On the very same day, Howard Zinn passed away at the age of 87. Publishing A People’s History of the United States in 1980, Zinn was a left-wing historian that has been called “visionary” by some and “socialist” by others. His ultimate work is still taught in the USA as a different and more populist take on their national history and around the world as a model of the unconventional retelling of history. Zinn continued to live in the public eye after the release of his work. In fact, he was touring talk shows and collaborating with Hollywood stars just last autumn working on another “people’s” History. Despite this continuous devotion to historical dissent and philosophical activism, Zinn passed without much rumbling on news services while historical circles still cry the death of a wonderful writer and/or brilliant adversary.
The imagination of both these men set them apart as some of the greatest lateral thinkers in recent history. Now dead, we are made to wonder if the lives of these writers were as important as their works, and indeed, as their legacies.
Well, only time can tell what, if and how we will remember Howard Zinn and JD Salinger. All we can do for now is to reminisce about the passing of other great writers and how their timely deaths were at times publicised and chagrined and at others trivial and wholly forgettable.
William Shakespeare was definitely notorious and celebrated in his time but the end of his lifelong career has been of little interest to anyone except his biographers. He wrote but a few collaborations in the last decade of his life and died, a shadow of a man, weakened by age. He left a wife and two daughters, both of whom never bore a son. Shakespeare the oeuvre lives on but Shakespeare the man and bloodline were no more by the mid 1600s.
George Orwell notoriously wrote Animal Farm and Nineteen-eighty-four. Beyond these visionary and incisive pieces of work, Orwell (born Eric Arthur Blair) died in 1950 at the relatively young age of 46, crippled by health problems. Famed science fiction writers Isaac Asimov and L Ron Hubbard enjoyed a fair bit of fame before ending their writing careers and retreating to finish their lives in disease and substance abuse. It should be mentioned that Asimov died in 1992 of an HIV infection contracted during a blood transfusion, condemning his family to complete silence about his legacy (until some of the HIV/AIDS taboo was lifted) whereas Hubbard’s works have spawned the Church of Scientology and had made him over half a billion dollars in wealth by the time of his death in 1986.

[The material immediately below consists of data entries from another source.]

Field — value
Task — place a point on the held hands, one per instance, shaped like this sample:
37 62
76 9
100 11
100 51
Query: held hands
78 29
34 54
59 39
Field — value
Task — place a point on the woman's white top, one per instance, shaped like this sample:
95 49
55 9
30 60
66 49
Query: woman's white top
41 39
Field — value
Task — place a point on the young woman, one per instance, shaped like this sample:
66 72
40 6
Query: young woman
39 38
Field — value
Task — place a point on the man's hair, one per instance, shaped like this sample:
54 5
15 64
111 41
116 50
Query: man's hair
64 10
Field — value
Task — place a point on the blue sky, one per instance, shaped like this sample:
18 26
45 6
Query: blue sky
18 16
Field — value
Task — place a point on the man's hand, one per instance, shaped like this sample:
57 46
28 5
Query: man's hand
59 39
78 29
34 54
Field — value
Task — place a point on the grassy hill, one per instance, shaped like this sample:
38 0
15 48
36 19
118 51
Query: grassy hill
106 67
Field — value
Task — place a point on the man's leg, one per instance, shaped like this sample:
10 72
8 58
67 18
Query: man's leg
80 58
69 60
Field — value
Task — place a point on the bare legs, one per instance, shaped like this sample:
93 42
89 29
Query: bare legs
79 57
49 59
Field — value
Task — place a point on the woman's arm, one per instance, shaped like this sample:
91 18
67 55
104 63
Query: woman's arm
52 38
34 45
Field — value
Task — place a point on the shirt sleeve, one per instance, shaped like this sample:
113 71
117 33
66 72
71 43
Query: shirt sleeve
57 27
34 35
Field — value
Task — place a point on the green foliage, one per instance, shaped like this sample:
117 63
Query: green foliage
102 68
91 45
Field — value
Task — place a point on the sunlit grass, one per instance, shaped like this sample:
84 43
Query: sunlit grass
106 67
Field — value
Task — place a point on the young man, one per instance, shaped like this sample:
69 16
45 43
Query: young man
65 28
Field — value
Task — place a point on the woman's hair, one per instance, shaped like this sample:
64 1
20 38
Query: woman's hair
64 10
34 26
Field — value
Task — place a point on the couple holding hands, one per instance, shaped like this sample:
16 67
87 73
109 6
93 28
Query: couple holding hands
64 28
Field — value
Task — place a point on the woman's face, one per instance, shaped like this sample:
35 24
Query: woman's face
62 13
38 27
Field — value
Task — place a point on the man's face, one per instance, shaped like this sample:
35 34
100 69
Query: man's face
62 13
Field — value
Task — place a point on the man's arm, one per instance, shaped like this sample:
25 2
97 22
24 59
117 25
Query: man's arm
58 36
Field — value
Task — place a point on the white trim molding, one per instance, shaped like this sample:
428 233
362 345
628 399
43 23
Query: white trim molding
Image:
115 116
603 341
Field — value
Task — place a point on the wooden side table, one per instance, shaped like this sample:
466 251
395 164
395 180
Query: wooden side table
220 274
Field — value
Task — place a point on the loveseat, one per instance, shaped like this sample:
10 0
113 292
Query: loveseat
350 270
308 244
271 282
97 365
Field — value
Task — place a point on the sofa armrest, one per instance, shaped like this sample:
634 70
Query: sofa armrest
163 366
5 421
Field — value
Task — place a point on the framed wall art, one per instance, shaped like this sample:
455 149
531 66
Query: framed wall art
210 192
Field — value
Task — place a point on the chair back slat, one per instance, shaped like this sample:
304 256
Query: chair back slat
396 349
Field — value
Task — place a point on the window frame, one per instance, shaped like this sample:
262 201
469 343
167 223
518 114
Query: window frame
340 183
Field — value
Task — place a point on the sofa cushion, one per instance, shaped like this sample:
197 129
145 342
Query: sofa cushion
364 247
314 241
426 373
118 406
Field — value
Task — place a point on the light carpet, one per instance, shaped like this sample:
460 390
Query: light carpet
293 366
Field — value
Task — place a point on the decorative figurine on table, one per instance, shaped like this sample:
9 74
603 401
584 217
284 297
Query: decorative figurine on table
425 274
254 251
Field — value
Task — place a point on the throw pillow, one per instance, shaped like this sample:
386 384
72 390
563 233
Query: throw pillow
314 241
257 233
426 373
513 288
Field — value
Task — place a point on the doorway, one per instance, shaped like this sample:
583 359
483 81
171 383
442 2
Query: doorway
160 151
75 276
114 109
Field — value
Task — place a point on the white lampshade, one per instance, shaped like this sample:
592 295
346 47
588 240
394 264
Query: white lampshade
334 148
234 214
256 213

Finally, there are the writers that left us legendary pieces of literature and accordingly suffered from tortured souls and twisted lives. Dostoyevsky dies penniless and in deep depression due to an intense gambling addiction as late 1800s Russia enjoyed the Brothers Karamazov and Crime and Punishment. Mark Twain spiralled into depression as family and friends died around him and as he stubbornly continued to live despite a healthy life-long tobacco and alcohol intake. He finally left us in 1910 at the age of 75. More disturbed still were the writers that left us in their prime. The Hemingways, Plaths, Dickinsons and Woolfs that withered away, imprisoned in their own tortured psyche and whom finally took their own lives. They understood that the public had used them and no longer needed their services. We will continue to read The Old Man and the Sea and Mrs. Dalloway while being completely satisfied in our ignorance of the writer, the man, the woman, the being that may have given it all for us at the price of their own lives and importance as mortals.